Hiranandani Group-promoted Yotta Data Services is playing a key role in advancing India’s AI ecosystem with its cloud and data centre solutions, fast-tracked by Nvidia’s advanced GPUs (graphics processing unit) and AI technologies. The Mumbai-based firm has partnered with AI startup Sarvam to build Sarvam 1, India’s first open-source foundational model. Together, they aim to accelerate AI adoption across industries in India.
Trained entirely on Yotta’s Shakti Cloud infrastructure, Sarvam 1 benefits from superior performance, scalability, and reliability. Sarvam has also launched AI agents, currently available in 10 Indian languages, that are designed to optimise various processes, including customer support, feedback collection, and employee engagement. “Yotta’s scalable and compliant GPU infrastructure has optimised our AI workflows, reducing costs and accelerating innovation,” said Vivek Raghavan, co-founder, Sarvam AI.
Similarly, RenderNet AI is a powerful tool for generating images and videos, providing good control over character design, composition, and style. Shakti Cloud enabled Rendernet to cut the costs of running inferencing workloads by efficiently managing GPU resources and scaling as needed. Yotta’s infrastructure provided Rendernet with enhanced uptime and availability, ensuring their real-time rendering processes operated without disruption. “Yotta’s infrastructure optimised our inferencing costs and ensured high uptime, allowing us to maintain top tier rendering performance,” said Bhagaban Behera, CEO & co-founder, RenderNet AI.

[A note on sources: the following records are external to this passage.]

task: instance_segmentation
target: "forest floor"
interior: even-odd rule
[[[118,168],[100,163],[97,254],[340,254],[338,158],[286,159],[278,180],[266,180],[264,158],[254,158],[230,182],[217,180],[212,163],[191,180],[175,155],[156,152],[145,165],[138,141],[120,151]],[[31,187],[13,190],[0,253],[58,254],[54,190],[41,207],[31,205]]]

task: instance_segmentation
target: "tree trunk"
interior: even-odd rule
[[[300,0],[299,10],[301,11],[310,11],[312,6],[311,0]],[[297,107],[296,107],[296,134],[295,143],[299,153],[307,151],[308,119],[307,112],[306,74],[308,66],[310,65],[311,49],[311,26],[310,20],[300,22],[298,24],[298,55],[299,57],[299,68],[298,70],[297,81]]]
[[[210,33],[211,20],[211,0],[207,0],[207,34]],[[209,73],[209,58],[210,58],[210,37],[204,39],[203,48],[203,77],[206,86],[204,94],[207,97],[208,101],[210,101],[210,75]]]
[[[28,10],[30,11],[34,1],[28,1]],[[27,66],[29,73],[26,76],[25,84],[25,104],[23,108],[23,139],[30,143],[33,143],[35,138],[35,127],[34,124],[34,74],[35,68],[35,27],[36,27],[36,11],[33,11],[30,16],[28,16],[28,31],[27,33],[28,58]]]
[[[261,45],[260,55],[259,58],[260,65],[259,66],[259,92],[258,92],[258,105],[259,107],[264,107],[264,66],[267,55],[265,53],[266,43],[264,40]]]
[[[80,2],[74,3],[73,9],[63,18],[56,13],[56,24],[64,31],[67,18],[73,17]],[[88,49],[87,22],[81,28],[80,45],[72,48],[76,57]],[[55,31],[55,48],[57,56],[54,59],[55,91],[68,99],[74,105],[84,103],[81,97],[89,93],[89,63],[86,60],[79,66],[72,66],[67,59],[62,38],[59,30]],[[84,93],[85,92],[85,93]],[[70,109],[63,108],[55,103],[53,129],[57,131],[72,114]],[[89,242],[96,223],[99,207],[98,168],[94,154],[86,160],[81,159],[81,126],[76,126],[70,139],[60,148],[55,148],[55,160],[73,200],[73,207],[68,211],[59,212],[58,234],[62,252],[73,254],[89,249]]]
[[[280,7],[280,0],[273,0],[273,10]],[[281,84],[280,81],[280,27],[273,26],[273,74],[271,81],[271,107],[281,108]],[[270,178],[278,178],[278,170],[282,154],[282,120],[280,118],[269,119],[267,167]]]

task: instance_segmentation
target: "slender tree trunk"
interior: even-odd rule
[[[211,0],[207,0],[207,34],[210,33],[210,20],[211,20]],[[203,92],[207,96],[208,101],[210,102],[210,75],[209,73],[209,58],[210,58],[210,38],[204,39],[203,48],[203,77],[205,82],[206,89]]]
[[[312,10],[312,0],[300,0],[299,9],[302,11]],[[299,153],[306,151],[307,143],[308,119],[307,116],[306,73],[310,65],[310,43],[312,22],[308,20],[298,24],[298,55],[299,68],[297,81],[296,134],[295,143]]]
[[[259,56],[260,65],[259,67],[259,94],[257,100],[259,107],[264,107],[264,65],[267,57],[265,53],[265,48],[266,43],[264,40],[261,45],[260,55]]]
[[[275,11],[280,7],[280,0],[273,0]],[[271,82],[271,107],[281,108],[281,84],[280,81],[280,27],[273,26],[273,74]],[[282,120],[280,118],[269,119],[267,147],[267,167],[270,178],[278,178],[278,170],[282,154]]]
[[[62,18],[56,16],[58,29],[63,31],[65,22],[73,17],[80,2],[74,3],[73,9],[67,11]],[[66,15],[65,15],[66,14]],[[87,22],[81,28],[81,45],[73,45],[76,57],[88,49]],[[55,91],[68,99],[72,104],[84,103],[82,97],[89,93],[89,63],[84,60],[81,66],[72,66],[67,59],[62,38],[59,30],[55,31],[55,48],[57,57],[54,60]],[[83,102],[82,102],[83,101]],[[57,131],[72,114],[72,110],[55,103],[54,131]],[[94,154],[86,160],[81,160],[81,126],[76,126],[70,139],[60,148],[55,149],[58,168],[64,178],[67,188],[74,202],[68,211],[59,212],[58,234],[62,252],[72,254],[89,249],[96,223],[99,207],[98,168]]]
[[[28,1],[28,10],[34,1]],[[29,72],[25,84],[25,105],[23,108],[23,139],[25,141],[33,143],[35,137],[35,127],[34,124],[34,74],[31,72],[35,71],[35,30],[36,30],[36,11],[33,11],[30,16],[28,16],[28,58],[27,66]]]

At Yotta, advancing India’s AI journey starts with building the country’s most powerful and sovereign AI cloud — Shakti Cloud, said Sunil Gupta, the co-founder, CEO & MD. “Shakti Cloud is India’s fastest AI cloud platform, hosting the largest concentration of Nvidia H100 GPUs in the country. It is purpose-built to empower enterprises, researchers, and startups with the raw computing power needed to train, fine-tune, and deploy LLMs and other AI workloads at scale,” he pointed out.
As AI-driven innovation gains momentum in India, startups require access to advanced IT infrastructure to build and scale breakthrough solutions. To address this, Yotta Data Services is emerging as a key player; through its data centres and Shakti Cloud, the company offers startups affordable, scalable access to advanced computing resources, for AI/ML workloads.

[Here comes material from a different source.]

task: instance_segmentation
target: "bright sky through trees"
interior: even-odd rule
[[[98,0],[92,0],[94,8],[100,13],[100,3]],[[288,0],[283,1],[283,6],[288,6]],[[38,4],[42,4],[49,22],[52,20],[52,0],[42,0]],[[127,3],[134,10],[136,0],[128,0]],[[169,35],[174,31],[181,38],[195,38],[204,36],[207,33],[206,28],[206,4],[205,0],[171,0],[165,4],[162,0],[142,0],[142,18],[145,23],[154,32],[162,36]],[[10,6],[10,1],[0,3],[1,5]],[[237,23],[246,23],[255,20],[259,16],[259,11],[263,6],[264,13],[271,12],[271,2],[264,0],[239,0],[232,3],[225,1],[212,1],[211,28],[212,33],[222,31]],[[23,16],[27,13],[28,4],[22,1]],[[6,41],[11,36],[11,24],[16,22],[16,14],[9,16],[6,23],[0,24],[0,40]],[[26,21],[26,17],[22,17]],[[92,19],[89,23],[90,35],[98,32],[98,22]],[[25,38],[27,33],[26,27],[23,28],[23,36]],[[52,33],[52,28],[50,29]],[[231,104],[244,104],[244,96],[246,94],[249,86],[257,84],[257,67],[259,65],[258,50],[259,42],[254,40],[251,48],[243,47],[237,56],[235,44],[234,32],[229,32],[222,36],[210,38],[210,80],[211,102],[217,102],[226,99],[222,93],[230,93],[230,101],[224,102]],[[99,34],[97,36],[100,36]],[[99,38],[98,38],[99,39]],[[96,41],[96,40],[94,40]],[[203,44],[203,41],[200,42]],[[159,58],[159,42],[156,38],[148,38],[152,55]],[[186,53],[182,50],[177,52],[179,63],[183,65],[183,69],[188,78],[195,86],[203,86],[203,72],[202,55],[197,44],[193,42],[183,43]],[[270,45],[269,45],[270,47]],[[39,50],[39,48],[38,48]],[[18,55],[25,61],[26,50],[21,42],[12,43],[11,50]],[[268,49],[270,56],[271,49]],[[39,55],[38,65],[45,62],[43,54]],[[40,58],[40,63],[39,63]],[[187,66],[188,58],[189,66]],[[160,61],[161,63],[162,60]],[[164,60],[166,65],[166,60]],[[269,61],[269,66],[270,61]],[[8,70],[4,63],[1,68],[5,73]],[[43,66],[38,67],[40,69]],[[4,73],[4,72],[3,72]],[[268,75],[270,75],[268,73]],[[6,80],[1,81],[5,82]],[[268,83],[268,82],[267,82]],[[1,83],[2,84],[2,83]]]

Yotta has dedicated programmes like Rudra and Shambho to accelerate innovation. Rudra extends Shakti Cloud credits – up to $$50,000 – to Nvidia Inception and Connect programme members, offering access to Nvidia Hopper GPUs and a comprehensive suite of AI tools, including Kubernetes clusters, serverless inferencing, and more. Shambho, launched in partnership with Nasscom and the Telangana AI Mission, provides startups identified through the GenAI Foundry access to up to $200,000 in credits on Shakti Cloud. This initiative is intended to benefit over 3,600 deeptech startups across India.
Additionally, Yotta’s AI Lab as a Service, powered by Nvidia GPUs, provides a powerful virtual lab environment for educational institutions, innovation and emerging hubs — enabling collaborative AI research, model training, and experimentation. Gupta said with AI adoption accelerating, demand for data centre infrastructure will only grow. “We are actively investing in AI-optimised hyperscale data centres across the country – including facilities like Yotta NM1 in Navi Mumbai, D1 in Greater Noida, G1 in GIFT City and H1 in Hyderabad – designed to handle power-dense workloads, optimised for GPU-heavy operations,” he added.
What makes Yotta a significant player is that it will provide over 50% of the advanced GPU compute capacity, soon to be accessible through the India AI Mission portal. “Beyond infrastructure, the company offers AI Labs for students, AI Workspaces, GPU-as-a-service (GPUaaS), and API endpoints for advanced AI models, enabling organisations to develop and deploy customised AI solutions with speed and efficiency.
According to Gupta, there is an urgent need for AI models that can understand, interpret, and generate content in Indian languages – not just in English. “At Yotta, we fully support this national vision by providing the compute infrastructure needed to train and deploy these models sustainably and at scale,” he added.